Smoking cigarettes while infected with a virus linked to cervical cancer increases the risk for the disease, researchers have found.
The risk of cervical cancer — of the type confined to the surface layer of the cervix — was higher among smokers with high levels of human papillomavirus Type 16, which is most closely linked to the cancer.
"Our initial analyses centred on whether smoking was an independent risk factor for cervical cancer," said the study's lead author, Dr. Anthony Gunnell, of the Karolinska Institute in Stockholm.
In the study, Gunnell's team compared levels of HPV-16 in cervical smears and smoking among 275 women with the disease and 363 controls.
Current smokers with HPV-16 had a 14-fold increased risk over women who tested negative for the virus and smoked, the researchers report in the November issue of Cancer Epidemiology, Biomarkers & Prevention.
In women who were smokers and had high virus levels, the risk jumped 27-fold compared with non-smokers who were negative for HPV-16.
Non-smoking women with high virus loads had a six-fold risk compared with HPV-negative non-smokers, the researchers said.

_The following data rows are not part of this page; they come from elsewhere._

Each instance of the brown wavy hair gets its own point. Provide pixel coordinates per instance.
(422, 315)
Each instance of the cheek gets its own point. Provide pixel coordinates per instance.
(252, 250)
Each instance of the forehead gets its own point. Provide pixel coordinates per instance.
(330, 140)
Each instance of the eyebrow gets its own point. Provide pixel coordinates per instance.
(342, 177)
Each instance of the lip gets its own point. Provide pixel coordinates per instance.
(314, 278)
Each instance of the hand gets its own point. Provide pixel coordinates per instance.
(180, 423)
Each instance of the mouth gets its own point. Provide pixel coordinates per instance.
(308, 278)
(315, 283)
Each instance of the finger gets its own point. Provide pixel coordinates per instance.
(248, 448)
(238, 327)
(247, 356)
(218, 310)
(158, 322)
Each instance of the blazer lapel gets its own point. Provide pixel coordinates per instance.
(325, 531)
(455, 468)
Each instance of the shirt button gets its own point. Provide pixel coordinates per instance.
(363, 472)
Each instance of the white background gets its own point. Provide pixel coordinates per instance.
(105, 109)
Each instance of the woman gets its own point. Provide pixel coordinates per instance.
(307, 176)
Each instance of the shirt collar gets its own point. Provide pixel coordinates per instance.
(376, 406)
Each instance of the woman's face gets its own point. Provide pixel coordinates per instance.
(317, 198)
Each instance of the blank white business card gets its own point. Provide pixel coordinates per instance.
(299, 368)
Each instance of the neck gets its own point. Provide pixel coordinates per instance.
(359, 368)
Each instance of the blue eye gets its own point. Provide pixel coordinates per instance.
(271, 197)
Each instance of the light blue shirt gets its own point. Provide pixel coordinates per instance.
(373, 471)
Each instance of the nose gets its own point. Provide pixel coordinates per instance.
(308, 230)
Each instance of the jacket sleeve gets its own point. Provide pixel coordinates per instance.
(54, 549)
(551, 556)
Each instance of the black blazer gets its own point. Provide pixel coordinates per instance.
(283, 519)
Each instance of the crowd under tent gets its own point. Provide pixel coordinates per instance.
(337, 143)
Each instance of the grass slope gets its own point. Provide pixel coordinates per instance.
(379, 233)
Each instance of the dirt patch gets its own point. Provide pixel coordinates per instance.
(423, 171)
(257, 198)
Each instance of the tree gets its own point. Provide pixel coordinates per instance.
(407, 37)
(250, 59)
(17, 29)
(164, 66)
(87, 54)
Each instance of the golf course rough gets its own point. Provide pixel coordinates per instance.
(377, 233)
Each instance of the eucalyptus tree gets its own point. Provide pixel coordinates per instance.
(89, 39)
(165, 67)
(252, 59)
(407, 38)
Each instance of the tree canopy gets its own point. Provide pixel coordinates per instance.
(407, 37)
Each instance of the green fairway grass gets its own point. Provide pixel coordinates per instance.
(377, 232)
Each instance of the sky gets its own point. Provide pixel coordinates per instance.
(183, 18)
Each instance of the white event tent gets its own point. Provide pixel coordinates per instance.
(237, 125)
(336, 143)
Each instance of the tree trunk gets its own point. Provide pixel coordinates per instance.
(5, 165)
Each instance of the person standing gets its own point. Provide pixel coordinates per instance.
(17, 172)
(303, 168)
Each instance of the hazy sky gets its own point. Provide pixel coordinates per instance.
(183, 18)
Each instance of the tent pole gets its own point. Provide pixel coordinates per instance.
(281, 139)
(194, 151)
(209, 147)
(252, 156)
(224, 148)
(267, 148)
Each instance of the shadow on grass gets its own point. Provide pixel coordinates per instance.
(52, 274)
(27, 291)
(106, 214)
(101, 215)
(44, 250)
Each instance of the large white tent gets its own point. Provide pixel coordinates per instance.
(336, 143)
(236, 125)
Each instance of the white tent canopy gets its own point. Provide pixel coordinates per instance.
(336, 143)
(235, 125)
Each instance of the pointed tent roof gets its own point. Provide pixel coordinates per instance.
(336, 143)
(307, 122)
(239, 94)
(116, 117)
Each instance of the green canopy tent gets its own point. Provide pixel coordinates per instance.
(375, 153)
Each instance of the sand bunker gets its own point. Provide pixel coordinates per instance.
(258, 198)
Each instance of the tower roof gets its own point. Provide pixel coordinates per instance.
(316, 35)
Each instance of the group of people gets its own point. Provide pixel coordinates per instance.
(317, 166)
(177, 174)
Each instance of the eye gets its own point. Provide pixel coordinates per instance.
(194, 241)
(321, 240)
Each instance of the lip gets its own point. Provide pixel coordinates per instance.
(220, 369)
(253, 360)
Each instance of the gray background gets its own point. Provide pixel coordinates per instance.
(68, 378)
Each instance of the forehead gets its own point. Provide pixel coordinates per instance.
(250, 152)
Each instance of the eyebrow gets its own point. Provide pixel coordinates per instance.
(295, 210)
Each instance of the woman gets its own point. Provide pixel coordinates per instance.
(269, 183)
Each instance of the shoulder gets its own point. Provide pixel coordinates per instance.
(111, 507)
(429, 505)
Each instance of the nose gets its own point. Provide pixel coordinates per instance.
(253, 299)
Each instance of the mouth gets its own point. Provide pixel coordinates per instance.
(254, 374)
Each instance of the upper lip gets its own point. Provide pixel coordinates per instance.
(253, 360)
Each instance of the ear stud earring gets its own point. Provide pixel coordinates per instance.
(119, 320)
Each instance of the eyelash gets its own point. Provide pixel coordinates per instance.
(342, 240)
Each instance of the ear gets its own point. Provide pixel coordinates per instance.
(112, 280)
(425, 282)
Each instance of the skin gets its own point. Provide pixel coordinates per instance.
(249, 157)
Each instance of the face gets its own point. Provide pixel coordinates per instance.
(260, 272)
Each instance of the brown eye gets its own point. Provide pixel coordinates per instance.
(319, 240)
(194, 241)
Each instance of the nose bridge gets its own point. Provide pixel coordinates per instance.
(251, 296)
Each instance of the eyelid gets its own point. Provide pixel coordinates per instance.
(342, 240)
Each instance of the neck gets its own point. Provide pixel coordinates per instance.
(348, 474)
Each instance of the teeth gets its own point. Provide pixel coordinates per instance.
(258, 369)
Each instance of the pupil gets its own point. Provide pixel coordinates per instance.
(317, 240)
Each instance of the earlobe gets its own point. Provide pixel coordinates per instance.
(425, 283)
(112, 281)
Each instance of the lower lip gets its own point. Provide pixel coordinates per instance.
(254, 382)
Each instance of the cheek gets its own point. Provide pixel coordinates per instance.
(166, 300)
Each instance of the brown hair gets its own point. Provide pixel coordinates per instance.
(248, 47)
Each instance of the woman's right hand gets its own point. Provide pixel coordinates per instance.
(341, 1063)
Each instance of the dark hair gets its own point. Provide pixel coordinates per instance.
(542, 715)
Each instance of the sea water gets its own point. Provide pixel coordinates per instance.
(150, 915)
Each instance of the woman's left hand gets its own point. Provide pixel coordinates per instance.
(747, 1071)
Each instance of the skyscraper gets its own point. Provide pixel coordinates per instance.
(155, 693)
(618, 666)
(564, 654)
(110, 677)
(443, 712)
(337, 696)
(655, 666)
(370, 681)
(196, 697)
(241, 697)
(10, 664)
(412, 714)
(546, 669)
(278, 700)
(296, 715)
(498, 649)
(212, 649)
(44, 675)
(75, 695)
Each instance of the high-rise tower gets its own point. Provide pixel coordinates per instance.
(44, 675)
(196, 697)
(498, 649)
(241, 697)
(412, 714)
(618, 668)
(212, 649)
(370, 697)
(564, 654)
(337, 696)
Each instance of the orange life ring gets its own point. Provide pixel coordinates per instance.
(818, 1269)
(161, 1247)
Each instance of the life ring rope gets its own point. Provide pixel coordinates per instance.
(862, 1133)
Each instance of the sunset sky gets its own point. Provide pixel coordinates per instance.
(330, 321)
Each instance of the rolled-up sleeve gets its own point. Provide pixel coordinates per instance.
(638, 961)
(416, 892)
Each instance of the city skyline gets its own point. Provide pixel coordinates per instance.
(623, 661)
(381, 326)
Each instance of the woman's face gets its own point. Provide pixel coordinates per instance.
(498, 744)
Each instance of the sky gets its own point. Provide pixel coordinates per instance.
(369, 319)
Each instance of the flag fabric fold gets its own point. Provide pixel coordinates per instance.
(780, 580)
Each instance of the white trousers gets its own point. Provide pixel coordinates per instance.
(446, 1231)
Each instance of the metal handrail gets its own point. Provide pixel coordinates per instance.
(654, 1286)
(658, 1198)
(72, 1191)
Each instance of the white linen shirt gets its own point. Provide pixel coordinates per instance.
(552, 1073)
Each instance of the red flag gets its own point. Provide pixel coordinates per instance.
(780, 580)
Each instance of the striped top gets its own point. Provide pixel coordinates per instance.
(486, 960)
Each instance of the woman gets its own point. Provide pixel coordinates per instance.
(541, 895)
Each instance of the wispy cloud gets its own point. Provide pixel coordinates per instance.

The findings suggest a synergistic relationship between HPV and smoking that greatly increases the likelihood of developing cervical cancer, Gunnell said. "This would put them in a risk group worthy of careful monitoring."
There was also a link between smoking duration and cancer. Localized immune suppression, the fuelling of tumour growth or a combination could be behind it, Gunnell speculated.
The research was supported by the U.S. National Institutes of Health, the Swedish Cancer Society and the Danish National Research Foundation.